Stocks of several Toledo-area public companies did very well in the first quarter, but many investors thought they were becoming overpriced.

Other stocks stumbled, and some investors thought they should drop even farther.

Overall, investors last month sold short more than 36 million shares of firms based in northwest Ohio and southeast Michigan.

Short-selling is a sophisticated tactic to make money on falling stock prices by selling borrowed stock at the market price, hoping it will drop so that the stock can be repaid with lower-priced shares.

Short-selling is really gaining momentum, said Dylan Wetherill, of Kansas City, Kan., founder and president of ShortSqueeze.com, a Web site that provides data on short sales.
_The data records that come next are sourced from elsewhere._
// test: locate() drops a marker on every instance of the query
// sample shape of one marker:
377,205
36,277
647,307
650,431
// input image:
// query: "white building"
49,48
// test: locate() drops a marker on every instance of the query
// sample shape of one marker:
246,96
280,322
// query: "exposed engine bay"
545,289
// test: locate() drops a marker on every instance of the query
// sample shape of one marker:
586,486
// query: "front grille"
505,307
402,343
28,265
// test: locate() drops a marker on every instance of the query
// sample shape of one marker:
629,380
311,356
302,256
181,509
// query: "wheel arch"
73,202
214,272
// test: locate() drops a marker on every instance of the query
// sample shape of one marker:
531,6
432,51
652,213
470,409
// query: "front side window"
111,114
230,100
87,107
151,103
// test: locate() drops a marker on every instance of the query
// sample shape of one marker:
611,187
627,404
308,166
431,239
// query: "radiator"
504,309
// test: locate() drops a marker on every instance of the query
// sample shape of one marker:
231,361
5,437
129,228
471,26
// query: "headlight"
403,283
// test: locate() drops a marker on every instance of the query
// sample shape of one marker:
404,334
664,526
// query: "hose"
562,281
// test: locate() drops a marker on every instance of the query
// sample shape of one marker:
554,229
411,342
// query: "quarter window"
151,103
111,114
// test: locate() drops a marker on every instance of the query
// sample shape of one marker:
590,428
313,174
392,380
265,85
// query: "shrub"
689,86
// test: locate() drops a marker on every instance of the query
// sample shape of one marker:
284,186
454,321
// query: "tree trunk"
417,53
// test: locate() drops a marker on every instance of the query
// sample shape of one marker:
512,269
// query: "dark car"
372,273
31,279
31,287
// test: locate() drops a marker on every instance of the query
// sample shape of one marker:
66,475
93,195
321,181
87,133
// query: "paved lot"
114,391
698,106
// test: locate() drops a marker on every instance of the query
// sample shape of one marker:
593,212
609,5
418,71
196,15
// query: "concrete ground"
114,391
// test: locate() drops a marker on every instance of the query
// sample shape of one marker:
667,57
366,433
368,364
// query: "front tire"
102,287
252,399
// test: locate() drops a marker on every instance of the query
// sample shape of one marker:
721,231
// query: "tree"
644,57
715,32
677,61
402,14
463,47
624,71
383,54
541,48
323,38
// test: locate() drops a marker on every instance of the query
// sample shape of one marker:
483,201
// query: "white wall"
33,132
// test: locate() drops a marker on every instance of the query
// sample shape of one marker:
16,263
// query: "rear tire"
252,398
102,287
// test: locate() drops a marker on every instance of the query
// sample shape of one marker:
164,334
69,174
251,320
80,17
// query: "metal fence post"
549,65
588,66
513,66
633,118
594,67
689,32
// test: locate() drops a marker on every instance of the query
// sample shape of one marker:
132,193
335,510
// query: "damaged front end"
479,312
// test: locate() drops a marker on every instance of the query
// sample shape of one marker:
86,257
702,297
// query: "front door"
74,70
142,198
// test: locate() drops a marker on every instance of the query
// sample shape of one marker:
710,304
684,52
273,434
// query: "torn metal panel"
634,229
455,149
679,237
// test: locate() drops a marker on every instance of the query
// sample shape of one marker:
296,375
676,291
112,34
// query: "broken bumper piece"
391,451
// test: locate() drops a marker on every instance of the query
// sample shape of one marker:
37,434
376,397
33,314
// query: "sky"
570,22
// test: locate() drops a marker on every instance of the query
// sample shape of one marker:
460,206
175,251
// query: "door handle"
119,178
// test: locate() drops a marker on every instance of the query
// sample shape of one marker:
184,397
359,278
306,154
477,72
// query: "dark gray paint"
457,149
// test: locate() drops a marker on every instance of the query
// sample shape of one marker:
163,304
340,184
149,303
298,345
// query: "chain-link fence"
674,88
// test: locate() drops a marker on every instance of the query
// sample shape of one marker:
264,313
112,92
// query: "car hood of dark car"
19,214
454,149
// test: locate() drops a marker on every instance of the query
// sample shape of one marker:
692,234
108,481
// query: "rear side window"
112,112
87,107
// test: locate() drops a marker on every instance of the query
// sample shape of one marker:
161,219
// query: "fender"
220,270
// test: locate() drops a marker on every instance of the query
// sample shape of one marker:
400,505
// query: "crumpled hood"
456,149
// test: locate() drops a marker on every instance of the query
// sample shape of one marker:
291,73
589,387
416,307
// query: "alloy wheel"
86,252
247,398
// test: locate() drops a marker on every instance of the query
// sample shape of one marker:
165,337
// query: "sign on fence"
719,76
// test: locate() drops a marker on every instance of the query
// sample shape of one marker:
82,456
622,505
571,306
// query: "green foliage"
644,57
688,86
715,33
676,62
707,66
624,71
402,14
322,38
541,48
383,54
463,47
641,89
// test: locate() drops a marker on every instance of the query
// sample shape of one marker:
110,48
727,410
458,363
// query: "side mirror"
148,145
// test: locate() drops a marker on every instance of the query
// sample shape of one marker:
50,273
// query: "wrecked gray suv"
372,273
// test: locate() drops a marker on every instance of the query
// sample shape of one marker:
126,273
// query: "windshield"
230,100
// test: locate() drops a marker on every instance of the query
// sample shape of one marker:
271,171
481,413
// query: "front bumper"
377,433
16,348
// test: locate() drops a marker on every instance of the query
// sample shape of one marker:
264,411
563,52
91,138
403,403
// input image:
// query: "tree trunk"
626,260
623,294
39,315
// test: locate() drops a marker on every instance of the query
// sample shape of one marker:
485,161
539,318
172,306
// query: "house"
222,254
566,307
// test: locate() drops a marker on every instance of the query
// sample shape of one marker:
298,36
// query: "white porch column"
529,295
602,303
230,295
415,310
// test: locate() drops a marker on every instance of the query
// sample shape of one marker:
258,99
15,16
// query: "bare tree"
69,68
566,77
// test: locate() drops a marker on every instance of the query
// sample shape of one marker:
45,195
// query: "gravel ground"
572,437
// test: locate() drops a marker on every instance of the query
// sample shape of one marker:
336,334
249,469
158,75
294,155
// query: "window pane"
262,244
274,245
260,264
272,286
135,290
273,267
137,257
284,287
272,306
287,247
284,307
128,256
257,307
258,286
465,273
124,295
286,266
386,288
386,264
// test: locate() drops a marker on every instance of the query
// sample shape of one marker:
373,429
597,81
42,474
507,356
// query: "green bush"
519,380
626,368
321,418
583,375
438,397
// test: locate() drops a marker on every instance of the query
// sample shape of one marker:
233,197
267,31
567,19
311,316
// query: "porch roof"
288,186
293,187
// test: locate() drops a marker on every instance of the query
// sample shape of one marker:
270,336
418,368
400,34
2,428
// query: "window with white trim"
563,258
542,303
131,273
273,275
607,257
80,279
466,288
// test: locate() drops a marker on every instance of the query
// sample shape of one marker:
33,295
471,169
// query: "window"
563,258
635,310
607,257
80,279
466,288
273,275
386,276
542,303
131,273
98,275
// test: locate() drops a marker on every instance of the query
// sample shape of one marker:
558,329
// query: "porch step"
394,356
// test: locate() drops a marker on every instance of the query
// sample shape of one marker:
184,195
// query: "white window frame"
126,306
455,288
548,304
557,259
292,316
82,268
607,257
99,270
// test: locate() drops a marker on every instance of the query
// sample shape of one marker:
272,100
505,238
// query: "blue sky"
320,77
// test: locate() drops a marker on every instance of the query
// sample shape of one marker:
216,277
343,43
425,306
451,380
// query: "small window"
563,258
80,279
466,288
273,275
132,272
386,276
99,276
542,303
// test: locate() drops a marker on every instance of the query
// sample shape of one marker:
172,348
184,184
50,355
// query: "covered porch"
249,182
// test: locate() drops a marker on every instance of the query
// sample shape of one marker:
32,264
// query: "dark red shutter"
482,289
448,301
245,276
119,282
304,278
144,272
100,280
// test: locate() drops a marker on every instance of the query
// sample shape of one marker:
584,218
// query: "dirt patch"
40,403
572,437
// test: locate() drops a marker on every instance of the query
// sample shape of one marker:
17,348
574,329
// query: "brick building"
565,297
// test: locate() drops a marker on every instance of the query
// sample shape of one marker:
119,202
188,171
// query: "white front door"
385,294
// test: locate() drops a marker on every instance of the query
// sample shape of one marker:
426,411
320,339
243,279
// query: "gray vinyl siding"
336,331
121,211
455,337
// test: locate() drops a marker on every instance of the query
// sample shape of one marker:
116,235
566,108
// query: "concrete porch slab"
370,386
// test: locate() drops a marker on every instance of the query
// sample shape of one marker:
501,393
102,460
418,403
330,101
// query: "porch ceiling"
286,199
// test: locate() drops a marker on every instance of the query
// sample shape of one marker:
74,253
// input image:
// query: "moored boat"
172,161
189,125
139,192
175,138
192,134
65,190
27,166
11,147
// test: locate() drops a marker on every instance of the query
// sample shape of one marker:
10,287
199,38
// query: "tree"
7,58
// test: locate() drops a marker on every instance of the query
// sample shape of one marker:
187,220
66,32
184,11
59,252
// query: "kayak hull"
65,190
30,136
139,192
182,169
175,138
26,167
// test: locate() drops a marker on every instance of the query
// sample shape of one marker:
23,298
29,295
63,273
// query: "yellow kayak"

It s a way to make money [even] when the market is going down.

But he cautioned that the tactic is best reserved for savvy investors and hedge funds, because investors could get caught betting on the wrong side of a rapidly rising stock and could end up paying far more than the original value of their deal.

Short-sellers had an interest in 12.9 million shares of Cooper Tire & Rubber Co. in mid-March, or 21 percent of its stock 60.7 million outstanding shares, according to the latest figures from the New York Stock Exchange.

Second-highest among 12 area firms, in terms of the number of shares shorted, was La-Z-Boy Inc., with 10.6 million shares, or 21.3 percent of its 49.5 million shares.

Near the top locally on a percentage basis was Tecumseh Products Co., 1.8 million shares sold short, 10.7 percent of its 16.5 million shares.

Even though some speculate that the rapid rise in the share price of The Andersons Inc. means that stock may be overpriced, shorting has been relatively limited, at 175,000 shares, or 2.8 percent of its 6.3 million shares.

Short-sellers of those stocks were betting that the prices would drop, and often they were right. Whether those investors profited depended on when they sold and how much of a fee they had to pay to borrow the stock.

All 12 of the regional stocks dropped, at some point, below their prices of March 15 by an average of 6.8 percent even though some rebounded to even higher levels this month.

Even stock of The Andersons, which has been hot in recent months, suffered a temporary reversal in the last month.

Mr. Wetherill, who was a broker and trader before starting his own firm, said anyone wanting to get into short-selling should be careful.

They need to be market savvy and disciplined enough to cut their losses and let their winners run, he said.